Another potential problem for Kabila is the conditional release of Jean-Pierre Bemba, the Congolese businessman turned rebel, senator, and vice-president on January 23, 2015. The International Criminal Court (ICC) indicted Jean-Pierre Bemba under the allegation that his troops, while soldering for Ange Felix Patase in the Central African Republic, had committed criminal acts, including allegations of cannibalism. While traveling to Portugal Jean-Pierre Bemba was arrested and jailed at The Hague. He was held responsible for crimes committed by his troops in a foreign land. While criminal acts were committed by Jean-Pierre Bemba’s troupes in the Central African Republic, I have always suspected that that the ICC, in its infinite wisdom and majestic selectivity, indicted Bemba to give leverage room to Joseph Kabila. The evidence used to jail Bemba is circumstantial at best, when compared, for example, to the trail of evidence linking Paul Kagame to atrocities committed both in Rwanda and in eastern Congo. Yet the ICC hasn’t indicted Paul Kagame. For me the release of Jean-Pierre Bemba is an indication that exogenous forces are once again at the center of the DRC political future.
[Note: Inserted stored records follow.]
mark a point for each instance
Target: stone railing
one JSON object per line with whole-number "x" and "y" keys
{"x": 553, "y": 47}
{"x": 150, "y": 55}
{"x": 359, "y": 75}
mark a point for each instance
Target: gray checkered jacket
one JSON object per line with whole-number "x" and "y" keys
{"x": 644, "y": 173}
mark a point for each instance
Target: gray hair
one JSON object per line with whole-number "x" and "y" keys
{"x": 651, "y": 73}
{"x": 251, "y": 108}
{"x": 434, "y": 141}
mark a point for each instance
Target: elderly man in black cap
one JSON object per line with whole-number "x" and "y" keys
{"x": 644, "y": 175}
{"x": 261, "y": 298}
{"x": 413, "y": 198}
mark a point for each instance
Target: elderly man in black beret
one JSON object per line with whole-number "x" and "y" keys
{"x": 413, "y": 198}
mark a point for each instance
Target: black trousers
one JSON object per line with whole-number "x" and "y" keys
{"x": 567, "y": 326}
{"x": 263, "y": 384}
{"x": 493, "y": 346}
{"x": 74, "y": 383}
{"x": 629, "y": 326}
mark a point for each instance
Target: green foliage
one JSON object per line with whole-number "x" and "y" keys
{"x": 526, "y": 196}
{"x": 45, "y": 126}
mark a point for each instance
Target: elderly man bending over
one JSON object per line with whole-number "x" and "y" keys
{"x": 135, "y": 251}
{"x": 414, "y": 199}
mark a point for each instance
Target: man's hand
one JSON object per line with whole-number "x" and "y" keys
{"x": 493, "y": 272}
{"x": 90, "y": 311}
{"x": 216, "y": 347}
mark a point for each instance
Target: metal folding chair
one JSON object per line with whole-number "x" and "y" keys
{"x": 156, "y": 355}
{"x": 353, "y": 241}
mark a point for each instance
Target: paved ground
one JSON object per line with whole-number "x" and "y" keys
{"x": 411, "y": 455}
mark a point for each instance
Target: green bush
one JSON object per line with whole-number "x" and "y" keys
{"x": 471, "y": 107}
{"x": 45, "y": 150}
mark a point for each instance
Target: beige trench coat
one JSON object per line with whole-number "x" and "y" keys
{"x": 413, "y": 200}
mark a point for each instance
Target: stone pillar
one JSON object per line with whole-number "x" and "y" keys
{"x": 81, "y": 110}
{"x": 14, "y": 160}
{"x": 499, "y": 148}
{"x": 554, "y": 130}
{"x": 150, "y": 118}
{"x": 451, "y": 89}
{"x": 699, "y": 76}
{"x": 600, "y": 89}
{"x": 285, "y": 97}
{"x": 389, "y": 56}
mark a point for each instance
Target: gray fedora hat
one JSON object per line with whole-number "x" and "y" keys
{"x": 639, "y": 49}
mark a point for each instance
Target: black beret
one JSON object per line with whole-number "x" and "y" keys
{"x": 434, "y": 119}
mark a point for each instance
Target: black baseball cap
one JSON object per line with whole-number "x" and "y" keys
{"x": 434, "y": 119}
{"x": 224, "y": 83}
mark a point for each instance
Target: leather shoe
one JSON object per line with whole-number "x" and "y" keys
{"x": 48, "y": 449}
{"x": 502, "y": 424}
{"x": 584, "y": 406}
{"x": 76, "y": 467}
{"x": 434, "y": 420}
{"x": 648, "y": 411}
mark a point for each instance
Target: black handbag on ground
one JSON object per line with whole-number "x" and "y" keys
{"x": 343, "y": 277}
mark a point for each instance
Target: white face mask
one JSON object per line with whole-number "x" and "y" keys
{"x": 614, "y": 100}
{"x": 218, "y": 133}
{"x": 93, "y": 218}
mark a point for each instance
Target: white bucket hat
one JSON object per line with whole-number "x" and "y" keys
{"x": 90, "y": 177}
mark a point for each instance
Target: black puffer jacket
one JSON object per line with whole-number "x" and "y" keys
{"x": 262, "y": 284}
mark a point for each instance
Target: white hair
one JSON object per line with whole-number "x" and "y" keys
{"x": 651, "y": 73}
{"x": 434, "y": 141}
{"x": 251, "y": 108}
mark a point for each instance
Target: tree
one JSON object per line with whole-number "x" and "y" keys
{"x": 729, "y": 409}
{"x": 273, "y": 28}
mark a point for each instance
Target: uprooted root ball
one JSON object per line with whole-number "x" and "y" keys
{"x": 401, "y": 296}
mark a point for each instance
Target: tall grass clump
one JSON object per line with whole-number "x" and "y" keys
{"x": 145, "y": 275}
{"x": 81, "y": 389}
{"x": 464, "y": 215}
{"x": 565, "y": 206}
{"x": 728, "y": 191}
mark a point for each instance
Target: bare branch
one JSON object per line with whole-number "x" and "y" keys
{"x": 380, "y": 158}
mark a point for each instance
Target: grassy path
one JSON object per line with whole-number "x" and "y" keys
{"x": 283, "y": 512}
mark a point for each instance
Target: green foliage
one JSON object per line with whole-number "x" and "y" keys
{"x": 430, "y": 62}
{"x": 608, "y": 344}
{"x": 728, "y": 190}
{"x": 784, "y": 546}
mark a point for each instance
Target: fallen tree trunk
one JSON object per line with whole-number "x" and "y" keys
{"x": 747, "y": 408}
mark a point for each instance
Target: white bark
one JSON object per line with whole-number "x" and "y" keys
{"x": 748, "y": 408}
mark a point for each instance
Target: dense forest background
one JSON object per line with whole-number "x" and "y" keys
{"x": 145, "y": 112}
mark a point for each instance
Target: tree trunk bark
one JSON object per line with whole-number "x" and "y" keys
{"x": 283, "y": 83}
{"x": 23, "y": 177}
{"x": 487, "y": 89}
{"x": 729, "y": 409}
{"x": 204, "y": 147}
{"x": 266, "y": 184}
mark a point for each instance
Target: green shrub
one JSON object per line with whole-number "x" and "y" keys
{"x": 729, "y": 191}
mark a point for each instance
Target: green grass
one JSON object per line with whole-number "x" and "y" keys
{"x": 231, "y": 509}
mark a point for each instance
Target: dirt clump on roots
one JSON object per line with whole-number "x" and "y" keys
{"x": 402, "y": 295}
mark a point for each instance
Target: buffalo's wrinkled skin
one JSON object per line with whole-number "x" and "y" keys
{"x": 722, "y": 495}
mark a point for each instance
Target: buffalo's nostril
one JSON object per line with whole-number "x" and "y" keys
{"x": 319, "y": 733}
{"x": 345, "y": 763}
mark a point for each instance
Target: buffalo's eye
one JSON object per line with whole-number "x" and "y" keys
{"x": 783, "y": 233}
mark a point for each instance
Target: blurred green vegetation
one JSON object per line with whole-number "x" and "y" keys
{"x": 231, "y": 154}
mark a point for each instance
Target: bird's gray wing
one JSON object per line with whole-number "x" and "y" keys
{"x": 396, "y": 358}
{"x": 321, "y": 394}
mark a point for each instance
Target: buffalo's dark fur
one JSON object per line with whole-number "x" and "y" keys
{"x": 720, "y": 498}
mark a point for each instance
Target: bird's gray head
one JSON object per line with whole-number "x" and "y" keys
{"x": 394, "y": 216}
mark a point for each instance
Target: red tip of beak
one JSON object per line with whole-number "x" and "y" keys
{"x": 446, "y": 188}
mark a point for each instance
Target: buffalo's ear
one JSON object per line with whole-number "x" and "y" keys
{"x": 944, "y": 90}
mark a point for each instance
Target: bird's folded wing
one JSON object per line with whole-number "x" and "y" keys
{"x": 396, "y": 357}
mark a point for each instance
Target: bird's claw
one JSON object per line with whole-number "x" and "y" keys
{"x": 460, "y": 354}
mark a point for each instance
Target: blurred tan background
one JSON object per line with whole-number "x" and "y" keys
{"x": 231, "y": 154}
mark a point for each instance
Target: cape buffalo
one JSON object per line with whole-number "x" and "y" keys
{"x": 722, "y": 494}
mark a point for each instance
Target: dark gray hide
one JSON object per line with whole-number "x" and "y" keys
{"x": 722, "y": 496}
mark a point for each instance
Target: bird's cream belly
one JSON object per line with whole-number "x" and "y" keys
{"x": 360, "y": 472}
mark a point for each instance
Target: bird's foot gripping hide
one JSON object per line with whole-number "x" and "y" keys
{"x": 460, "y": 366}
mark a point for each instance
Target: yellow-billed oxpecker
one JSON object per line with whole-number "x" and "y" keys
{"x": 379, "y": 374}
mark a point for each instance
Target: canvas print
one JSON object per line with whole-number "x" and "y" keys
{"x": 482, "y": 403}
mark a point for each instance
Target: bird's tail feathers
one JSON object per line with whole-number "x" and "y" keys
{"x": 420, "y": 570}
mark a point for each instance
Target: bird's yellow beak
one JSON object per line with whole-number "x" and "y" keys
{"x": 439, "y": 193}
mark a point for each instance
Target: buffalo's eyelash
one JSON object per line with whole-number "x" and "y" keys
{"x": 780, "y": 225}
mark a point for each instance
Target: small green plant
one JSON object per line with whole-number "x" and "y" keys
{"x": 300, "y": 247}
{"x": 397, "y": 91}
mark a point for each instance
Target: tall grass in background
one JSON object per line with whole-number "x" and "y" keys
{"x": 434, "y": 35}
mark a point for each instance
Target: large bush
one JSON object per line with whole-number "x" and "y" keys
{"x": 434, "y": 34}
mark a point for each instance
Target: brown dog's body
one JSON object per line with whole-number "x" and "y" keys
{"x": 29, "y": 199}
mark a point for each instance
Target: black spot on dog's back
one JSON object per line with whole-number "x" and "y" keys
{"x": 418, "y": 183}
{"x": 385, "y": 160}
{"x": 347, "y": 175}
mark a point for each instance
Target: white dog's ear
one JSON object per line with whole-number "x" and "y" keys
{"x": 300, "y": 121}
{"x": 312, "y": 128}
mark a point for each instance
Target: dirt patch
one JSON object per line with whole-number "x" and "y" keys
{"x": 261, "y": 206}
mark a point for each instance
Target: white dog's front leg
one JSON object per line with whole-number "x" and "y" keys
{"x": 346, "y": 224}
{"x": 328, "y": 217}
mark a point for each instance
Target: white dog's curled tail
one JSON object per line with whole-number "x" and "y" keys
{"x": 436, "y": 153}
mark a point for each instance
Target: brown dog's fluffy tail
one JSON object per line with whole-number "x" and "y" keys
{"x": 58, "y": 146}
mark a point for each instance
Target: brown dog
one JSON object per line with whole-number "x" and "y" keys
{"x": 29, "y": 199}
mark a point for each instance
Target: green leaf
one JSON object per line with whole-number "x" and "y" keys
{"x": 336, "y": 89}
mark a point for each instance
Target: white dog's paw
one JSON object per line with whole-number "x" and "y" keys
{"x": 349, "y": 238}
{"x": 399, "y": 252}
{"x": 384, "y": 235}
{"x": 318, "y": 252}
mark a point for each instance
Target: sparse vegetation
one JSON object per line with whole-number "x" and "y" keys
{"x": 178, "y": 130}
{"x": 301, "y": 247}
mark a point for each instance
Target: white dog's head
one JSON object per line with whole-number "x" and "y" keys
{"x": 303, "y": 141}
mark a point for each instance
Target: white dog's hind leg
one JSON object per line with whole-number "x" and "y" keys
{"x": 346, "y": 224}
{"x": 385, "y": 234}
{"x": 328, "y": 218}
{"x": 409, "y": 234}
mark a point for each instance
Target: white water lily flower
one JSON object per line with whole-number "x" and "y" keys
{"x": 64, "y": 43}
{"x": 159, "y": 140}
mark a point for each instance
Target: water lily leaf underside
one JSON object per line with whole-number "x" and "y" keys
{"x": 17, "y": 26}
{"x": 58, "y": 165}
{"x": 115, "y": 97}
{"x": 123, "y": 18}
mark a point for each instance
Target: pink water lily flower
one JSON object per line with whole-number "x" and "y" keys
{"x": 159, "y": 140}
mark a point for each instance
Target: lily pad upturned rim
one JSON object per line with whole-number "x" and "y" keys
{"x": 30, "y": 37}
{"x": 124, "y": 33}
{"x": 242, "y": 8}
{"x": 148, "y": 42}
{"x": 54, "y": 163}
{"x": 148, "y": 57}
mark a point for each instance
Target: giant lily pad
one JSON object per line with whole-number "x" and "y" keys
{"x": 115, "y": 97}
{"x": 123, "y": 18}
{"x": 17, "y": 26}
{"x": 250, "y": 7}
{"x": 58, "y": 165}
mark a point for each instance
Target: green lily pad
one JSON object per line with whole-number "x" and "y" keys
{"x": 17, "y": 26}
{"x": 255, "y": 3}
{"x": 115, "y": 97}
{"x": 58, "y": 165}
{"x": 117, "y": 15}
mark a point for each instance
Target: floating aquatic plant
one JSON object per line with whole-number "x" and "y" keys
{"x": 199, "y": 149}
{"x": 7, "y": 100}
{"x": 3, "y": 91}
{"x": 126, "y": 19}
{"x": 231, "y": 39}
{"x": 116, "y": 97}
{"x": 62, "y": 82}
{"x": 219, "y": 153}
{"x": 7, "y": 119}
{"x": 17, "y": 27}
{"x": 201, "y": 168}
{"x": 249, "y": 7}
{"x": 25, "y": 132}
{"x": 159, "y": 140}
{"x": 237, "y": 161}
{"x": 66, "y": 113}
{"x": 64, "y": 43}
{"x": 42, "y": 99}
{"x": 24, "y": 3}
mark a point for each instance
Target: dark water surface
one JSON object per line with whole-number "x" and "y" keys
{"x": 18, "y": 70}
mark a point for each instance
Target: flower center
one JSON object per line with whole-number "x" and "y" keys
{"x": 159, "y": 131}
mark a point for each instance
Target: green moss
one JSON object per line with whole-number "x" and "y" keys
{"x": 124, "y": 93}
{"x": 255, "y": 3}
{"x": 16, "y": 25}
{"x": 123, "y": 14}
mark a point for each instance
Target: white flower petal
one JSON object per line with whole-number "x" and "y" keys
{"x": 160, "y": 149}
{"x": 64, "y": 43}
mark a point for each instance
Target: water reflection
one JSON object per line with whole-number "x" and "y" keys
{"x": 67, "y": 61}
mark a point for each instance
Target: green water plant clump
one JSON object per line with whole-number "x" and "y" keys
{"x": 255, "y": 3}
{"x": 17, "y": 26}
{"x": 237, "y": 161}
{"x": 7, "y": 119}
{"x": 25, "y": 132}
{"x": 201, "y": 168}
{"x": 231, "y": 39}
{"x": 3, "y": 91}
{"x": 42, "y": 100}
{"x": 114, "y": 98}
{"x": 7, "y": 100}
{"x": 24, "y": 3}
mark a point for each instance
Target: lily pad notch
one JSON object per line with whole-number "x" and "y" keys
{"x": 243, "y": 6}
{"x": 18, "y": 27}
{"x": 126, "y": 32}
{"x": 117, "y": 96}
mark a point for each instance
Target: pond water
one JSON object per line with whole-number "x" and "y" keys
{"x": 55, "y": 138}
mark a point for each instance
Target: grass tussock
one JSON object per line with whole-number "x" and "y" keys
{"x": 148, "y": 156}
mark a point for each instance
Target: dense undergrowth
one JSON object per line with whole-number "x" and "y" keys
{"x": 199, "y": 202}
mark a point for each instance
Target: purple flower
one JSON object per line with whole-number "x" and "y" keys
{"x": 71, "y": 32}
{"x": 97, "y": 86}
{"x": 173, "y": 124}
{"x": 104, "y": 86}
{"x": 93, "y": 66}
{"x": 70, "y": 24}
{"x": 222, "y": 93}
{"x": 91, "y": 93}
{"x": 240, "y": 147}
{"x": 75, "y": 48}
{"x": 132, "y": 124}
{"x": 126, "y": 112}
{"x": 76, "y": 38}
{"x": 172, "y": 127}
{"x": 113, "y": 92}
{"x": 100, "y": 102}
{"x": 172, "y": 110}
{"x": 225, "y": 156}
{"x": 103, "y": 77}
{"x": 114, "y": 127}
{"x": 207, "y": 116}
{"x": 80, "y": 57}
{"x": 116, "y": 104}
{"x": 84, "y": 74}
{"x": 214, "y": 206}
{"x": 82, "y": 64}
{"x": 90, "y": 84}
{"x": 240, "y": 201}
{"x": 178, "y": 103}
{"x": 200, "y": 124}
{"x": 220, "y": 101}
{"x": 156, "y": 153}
Without sounding conspirational, it is worth to assk: Is Jean-Pierre Bemba being released now just in time for him to join the debate about the 2016 presidential elections? 

The DRC may not be ready for a civilian and ultra-nationalistic president. Considering the level of militarization of the country, the recent history of armed conflicts and the interest in the general stability of the African Great Lakes region, I am willing to bet my money on a candidate who has a military background and has shown minimal nationalistic inclination. A candidate like Jean-Pierre Bemba would fit the bill. Even though Moise Katumbi has the class and a business-like mind, I wonder whether he can withstand military factions in order to consolidate power. 

The Congo is at a pertinent crossroads of its history. Since its independence in 1960, there has never been a peaceful regime transition. Joseph Kabila has the opportunity to set the Congo on the right path. Most Congolese hope that Kabila pronounces himself on the question of the 2016 presidential race. Hence, for Kabila the question is to run or not to run for 2016. Certainly this question is critical for Kabila’s political entourage, especially considering that in the Congo politics is largely a zero-sum game. Once powerful political contenders have lost they risk losing political relevance and the lofty advantages that come with it. What would they do if they lose? Will they break down in armed factions and seek to re-conquer power by force? What happens in Congolese politics in the next two years may have profound implications for the Great Lakes region. The Congo is at a critical crossroads of its history.